Analyse: Sozial- und Kulturpässe oft nur begrenzt wirksam

Analyse: Sozial- und Kulturpässe oft nur begrenzt wirksam
Kulturpässe mit Vergünstigungen für arme Menschen können einer Analyse zufolge eine "Schlüsselrolle" einnehmen, wenn es um Teilhabe an der Gesellschaft geht. Aktuelle Angebote seien allerdings oft nur begrenzt wirksam, ergab eine Studie aus NRW.

Essen (epd). Sozial- und Kulturpässe können helfen, armutsbetroffene Menschen stärker in die Gesellschaft einzubinden. Solche Pässe für Vergünstigungen etwa in Bädern, Kulturstätten und dem öffentlichen Nahverkehr hätten das Potenzial, „eine Schlüsselrolle für gesellschaftliche Teilhabe zu spielen“, heißt es in einer am Donnerstag veröffentlichten Studie der Universität Duisburg-Essen. Allerdings seien solche Angebote bislang häufig nur begrenzt wirksam.
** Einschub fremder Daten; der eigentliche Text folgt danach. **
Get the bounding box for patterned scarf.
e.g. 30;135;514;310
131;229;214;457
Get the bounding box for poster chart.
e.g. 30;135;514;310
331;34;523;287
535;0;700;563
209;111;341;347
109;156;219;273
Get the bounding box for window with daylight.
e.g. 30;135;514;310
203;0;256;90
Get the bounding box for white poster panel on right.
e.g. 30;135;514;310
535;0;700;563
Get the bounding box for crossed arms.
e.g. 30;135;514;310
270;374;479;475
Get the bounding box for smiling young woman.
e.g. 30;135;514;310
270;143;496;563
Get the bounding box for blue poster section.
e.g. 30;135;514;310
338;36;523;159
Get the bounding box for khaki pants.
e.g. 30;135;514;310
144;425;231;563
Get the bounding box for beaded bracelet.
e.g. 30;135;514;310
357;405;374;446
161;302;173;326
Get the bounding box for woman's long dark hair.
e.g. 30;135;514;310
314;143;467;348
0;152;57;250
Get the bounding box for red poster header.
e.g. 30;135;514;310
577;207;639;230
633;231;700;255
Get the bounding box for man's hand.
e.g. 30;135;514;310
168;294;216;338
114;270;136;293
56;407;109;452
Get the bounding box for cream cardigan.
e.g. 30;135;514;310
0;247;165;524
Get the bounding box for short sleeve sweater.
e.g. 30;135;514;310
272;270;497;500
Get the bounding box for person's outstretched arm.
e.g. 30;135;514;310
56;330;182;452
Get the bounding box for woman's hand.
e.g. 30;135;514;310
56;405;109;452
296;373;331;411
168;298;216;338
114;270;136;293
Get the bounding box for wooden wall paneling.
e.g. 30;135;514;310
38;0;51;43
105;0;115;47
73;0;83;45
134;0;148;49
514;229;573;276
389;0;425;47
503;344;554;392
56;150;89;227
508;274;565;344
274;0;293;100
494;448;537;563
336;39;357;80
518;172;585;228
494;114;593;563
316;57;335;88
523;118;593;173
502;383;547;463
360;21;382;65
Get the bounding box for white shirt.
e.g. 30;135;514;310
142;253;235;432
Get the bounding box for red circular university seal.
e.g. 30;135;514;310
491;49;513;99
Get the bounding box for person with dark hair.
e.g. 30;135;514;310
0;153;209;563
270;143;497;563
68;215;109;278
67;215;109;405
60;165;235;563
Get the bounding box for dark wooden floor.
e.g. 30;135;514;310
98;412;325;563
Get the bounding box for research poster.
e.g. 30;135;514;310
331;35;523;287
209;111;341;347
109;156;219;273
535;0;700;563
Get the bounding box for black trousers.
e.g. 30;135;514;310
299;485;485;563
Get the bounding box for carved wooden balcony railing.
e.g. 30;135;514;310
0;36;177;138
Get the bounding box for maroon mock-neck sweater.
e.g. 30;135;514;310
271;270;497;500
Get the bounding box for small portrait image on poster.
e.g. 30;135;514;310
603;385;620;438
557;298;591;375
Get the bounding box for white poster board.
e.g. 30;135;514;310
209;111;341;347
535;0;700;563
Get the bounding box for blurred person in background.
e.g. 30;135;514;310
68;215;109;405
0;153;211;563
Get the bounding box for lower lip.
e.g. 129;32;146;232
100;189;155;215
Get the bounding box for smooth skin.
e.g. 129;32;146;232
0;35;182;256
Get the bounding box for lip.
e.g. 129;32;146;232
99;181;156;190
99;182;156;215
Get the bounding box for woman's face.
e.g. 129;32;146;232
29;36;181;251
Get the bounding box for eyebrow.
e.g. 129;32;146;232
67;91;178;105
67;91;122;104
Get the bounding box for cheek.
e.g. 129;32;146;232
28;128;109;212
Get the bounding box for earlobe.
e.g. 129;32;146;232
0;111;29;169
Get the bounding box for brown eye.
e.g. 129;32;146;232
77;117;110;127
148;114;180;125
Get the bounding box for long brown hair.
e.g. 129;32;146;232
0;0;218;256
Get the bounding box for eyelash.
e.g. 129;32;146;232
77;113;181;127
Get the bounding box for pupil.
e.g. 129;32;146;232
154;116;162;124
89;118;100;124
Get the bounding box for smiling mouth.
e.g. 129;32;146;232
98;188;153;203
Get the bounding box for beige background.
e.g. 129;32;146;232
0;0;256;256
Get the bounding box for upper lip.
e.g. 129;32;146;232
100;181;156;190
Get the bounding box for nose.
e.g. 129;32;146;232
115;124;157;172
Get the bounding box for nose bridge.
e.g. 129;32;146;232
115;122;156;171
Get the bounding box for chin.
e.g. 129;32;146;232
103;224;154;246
Je nach Kommune unterschieden sich die Pässe erheblich, erklärte die Hochschule. Manche Städte vergünstigten nur wenige kulturelle Angebote und fassten den Kreis der Berechtigten sehr eng. Andere böten ein breiteres Spektrum, das auch verbilligte Nahverkehrstickets einschließt. Ohne diese könnten viele armutsbetroffene Menschen gar nicht erst an kulturellen oder sozialen Angeboten teilnehmen. Studienautor Christian Gräfe vom Institut für Soziale Arbeit und Sozialpolitik betonte, häufig seien selbst stark rabattierte Tickets noch zu teuer. „Wer sie nutzt, plant lange im Voraus und schränkt sich an anderer Stelle noch stärker ein als ohnehin.“

Scham und Unklarheiten stehen Nutzung im Weg

Studienautor Holger Schoneville verwies zudem auf die Bedeutung von Scham und Stigmatisierung. Viele Betroffene erlebten das Vorzeigen des Passes oder Unklarheiten über Voraussetzungen der Vergünstigungen als demütigend und mieden die Angebote deshalb. Allgemeine Informationen zu den Pässen werden der Untersuchung zufolge oft nur lückenhaft verbreitet und Beratungsangebote fehlten. Mit politischer Unterstützung sowie klaren Informationen und bezahlbarer Mobilität könnten die Pässe helfen, Ungleichheiten abzubauen.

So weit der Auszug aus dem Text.